4.10.5 Using the AUTO_INCREMENT Column Option

The AUTO_INCREMENT option may be added to an integer column definition to create a column for which MySQL automatically generates a new sequence number each time you create a new row. The option is used in conjunction with an index (usually a primary key) and provides a mechanism whereby each value is a unique identifier that can be used to refer unambiguously to the row in which it occurs. MySQL also provides a LAST_INSERT_ID() function that returns the most recently generated AUTO_INCREMENT value. This function is useful for determining the identifier when you need to look up the record just created, or when you need to know the identifier to create related records in other tables.

The following scenario illustrates how you can set up and use an AUTO_INCREMENT column. Assume that you're organizing a conference and need to keep track of attendees and the seminars for which each attendee registers. (When someone submits a registration form for the conference, the form must indicate which of the available seminars the person wants to attend.)

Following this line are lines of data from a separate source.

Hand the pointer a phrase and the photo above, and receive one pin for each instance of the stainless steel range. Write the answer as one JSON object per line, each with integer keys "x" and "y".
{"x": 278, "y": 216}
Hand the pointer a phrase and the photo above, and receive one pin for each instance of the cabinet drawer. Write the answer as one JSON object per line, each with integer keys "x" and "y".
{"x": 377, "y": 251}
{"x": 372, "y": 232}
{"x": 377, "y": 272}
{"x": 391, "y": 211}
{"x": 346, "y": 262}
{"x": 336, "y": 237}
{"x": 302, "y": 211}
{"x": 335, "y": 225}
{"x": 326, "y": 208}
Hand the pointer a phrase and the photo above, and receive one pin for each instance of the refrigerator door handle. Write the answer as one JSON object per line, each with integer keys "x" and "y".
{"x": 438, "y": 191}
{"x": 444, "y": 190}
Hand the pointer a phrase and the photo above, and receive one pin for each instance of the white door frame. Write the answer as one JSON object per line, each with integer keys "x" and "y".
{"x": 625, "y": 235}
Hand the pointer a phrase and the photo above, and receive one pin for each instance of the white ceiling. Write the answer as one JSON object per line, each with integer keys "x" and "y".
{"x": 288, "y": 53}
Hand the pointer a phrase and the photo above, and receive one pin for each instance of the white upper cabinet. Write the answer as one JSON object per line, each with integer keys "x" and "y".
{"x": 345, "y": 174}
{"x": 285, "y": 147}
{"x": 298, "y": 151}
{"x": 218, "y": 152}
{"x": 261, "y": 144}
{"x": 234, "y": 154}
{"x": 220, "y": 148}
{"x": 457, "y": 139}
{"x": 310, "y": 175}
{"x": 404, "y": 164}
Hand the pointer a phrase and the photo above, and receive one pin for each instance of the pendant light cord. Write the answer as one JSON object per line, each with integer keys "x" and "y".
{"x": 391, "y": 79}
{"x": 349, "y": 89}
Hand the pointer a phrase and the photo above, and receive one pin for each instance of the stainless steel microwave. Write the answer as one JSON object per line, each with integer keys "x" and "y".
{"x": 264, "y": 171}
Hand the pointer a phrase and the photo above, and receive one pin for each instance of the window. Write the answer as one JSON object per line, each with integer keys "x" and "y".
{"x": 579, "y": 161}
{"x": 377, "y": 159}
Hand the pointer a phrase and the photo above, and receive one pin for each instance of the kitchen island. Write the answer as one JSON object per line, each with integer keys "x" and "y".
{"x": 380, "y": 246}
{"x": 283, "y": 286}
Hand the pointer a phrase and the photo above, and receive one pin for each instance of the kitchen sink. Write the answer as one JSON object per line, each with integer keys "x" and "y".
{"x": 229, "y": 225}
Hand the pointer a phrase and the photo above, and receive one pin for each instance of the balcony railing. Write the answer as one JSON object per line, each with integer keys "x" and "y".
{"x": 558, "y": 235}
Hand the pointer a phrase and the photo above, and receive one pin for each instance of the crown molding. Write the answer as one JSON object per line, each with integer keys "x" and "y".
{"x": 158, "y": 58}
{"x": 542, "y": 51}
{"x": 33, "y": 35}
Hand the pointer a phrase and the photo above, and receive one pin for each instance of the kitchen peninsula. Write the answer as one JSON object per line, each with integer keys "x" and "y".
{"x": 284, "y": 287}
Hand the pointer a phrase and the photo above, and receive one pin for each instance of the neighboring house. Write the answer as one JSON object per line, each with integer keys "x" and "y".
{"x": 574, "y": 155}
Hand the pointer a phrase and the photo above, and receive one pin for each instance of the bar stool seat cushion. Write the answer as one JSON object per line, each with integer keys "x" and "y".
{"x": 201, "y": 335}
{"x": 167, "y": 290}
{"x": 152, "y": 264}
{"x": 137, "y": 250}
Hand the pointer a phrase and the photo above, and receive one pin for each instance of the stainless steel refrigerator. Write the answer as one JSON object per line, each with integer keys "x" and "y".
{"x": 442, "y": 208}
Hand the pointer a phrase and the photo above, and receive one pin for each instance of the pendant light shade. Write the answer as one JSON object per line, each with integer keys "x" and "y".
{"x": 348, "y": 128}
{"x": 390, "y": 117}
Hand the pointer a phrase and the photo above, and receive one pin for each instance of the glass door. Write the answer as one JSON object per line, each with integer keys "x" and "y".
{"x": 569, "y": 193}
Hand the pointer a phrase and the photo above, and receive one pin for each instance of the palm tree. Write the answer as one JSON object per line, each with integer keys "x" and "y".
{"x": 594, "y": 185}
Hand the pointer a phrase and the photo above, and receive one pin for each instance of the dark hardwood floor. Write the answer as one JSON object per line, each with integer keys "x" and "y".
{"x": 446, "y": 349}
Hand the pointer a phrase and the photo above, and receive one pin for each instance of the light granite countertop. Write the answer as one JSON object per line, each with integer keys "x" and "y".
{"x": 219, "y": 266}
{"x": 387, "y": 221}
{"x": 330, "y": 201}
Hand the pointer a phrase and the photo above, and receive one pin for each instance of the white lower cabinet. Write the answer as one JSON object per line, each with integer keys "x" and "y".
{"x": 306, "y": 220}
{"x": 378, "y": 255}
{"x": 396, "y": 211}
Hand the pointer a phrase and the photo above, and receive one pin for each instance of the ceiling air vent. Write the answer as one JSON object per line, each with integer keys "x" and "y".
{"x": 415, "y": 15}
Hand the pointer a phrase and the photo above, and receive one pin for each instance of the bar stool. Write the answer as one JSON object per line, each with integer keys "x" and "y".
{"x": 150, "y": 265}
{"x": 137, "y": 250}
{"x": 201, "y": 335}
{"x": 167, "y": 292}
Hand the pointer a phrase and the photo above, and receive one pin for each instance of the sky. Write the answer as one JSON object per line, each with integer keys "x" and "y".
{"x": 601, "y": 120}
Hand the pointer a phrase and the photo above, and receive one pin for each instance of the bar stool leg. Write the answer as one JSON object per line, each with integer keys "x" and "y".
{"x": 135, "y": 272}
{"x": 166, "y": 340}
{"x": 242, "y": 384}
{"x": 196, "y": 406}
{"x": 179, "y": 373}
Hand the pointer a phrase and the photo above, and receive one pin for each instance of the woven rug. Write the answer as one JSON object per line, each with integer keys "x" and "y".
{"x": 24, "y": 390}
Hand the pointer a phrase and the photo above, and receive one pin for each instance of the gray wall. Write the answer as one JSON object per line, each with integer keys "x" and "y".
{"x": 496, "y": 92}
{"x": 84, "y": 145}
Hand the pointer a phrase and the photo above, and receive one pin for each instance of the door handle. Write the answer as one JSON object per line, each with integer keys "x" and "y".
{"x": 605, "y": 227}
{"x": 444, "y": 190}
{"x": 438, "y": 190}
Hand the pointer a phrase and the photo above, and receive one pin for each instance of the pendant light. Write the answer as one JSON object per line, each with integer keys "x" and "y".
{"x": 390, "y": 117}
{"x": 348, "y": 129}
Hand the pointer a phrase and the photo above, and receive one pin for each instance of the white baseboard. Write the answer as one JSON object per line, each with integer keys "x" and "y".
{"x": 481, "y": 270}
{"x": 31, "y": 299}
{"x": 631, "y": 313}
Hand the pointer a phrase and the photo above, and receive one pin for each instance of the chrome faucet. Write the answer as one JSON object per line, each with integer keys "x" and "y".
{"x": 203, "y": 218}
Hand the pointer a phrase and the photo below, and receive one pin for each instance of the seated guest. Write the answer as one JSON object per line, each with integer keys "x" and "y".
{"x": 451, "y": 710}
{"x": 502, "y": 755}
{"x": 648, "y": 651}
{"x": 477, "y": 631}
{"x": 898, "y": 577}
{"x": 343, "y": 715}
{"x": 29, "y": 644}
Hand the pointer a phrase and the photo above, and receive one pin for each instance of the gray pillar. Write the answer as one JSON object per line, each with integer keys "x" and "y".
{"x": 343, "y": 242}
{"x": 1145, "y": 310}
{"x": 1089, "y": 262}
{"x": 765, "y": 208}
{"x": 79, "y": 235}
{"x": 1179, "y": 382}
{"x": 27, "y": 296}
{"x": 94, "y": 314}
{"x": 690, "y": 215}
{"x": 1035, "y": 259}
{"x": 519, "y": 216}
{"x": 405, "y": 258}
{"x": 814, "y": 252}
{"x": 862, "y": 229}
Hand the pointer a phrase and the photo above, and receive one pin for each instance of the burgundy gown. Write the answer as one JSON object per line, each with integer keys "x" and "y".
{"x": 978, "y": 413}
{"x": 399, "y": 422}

Your task is to record seminar registrations and associate them with the appropriate attendee. Unique ID numbers provide a way to keep track of attendees and an AUTO_INCREMENT column makes the implementation for the task relatively easy:

  1. Set up an attendee table to record information about each person attending the conference. The table shown here includes columns for ID number, name, and job title:

    
    
    
    

    
    mysql> CREATE TABLE attendee
    
        -> (
    
        ->     att_id      INT UNSIGNED NOT NULL AUTO_INCREMENT,
    
        ->     att_name    CHAR(100),
    
        ->     att_title   CHAR(40),
    
        ->     PRIMARY KEY (att_id)
    
        -> );
    
    

    The att_id column is created as a PRIMARY KEY because it must contain unique values, and as an AUTO_INCREMENT column because it's necessary for MySQL to generate values for the column automatically.

  2. Set up a seminar table to record the seminars for which each attendee registers. Assume that there are four seminars: Database Design, Query Optimization, SQL Standards, and Using Replication. There are various ways in which these seminars can be represented; an ENUM column is one that works well because the seminar titles form a small fixed list of values. The table must also record the ID of each attendee taking part in the seminar. The table can be created with this statement:

    
    
    
    

    
    mysql> CREATE TABLE seminar
    
        -> (
    
        ->     att_id     INT UNSIGNED NOT NULL,
    
        ->     sem_title  ENUM('Database Design','Query Optimization',
    
        ->                     'SQL Standards','Using Replication'),
    
        ->     INDEX (att_id)
    
        -> );
    
    

    Note both the differences and similarities of the att_id column declarations in the two tables. In attendee, att_id is an AUTO_INCREMENT column and is indexed as a PRIMARY KEY to ensure that each value in the column is unique. In seminar, att_id is indexed for faster lookups, but it isn't indexed as a PRIMARY KEY. (There might be multiple records for a given attendee and a PRIMARY KEY does not allow duplicates.) Nor is the column declared in the seminar table with the AUTO_INCREMENT option because ID values should be tied to existing IDs in the attendee table, not generated automatically. Aside from these differences, the column is declared using the same datatype (INT) and options (UNSIGNED, NOT NULL) as the att_id column in the attendee table.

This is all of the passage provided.